Courtesy of Lensa AI

But the new technology also raises ethical questions about potential online harassment, deepfakes, consent, the hypersexualization of women, and the copyright and work security of visual artists.

Holz acknowledges that AI image generators, as is the case with most new technological developments, have significant male biases. The people behind these models still have work to do to learn the rules behind AI image generation and more women should have a decisive role in how this technology develops. .

At Midjourney, there was a discussion about whether the lab should allow users to upload sexual images. Take the example of a woman wearing a bikini at the beach. Should that be allowed? Midjourney brought together a group of women to finally decide that yes, the community can create bikini images, but those images will be private to the user and not shared with the entire system.

“I don’t want to hear a guy’s opinion on this,” Holz said. Certain phrases are blocked in Midjourney to prevent malicious images from multiplying within the system.

“Midjourney strives to be a safe space for all ages, and all genders,” Holz said. “We are more than Disney in space.”

On the one hand, a dark argument could be made that AI image generators—which, again, have no human purpose—are simply reflecting our society back to us. But Aitken says that’s not enough. “It’s not just a matter of getting the data available and saying, ‘That’s it,'” Aitken said. “We make choices about the data and whose experiences are represented.”

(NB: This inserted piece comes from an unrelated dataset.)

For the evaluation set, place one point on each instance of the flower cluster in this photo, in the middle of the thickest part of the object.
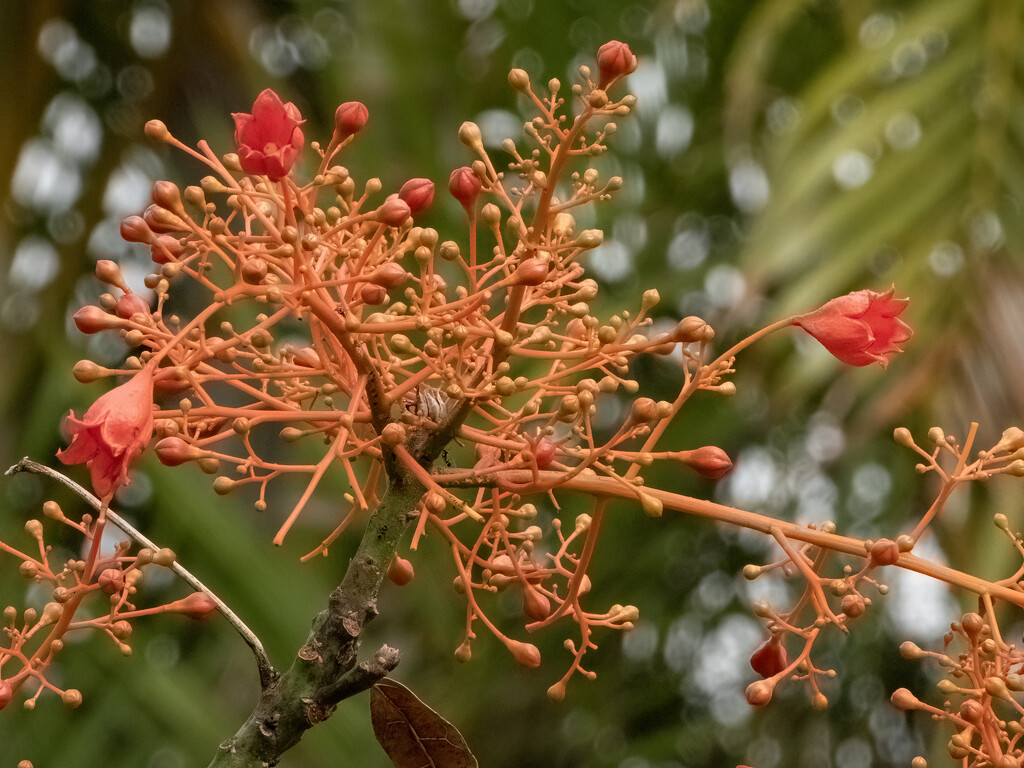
(96, 593)
(986, 676)
(337, 334)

Aitken added that “we need to think more about representation within the tech industry. And can we ensure more diversity within the processes, because it’s often the case that when biases emerge in datasets, this is because they have not been anticipated in the design process or development process.

An example of a photo retouched by Lensa AI.

Courtesy of Lensa AI

Concerns about how these models can be used for harassment, promote prejudice, or create harmful images have led to calls for greater guardrails. Google’s own research shows some mixed views about the social impact of the text-to-image generation. The concerns were so great that the tech giant chose not to release code or demo of Imagen to the public. Governments may also need to take regulatory action. China’s Cyberspace Administration of China has a new law that took effect in January which requires AI images to be watermarked and consent from individuals before a deep fake is made on them.

Visual artists also expressed concern about how this new technology could infringe on their rights, or even take away the work they had previously paid for. The San Francisco Ballet recently experimented with Midjourney tech to create a digital, AI image for their production of The Nutcracker. Users flooded the post on social media on Instagram with complaints.

In January, a group of AI image generators—including Midjourney named in a lawsuit claiming that the dataset used for their products was trained on “billions of copyrighted images” and downloaded and used without payment or permission from the artists. The lawsuit alleges violations of California’s unfair competition laws and protecting artists’ intellectual property similar to what happened when streaming music tech emerged. The case was filed after luckMidjourney interview, and the publication has reached out to Midjourney for further comment.

Holz said most of the people who use Midjourney are not artists, and very few people sell images created from the model.

“It’s almost like the word AI is poisonous, because we inevitably think it’s here to replace us and kill us,” Holz said. “An important thing is to think about how we make people better, rather than how we replace people.”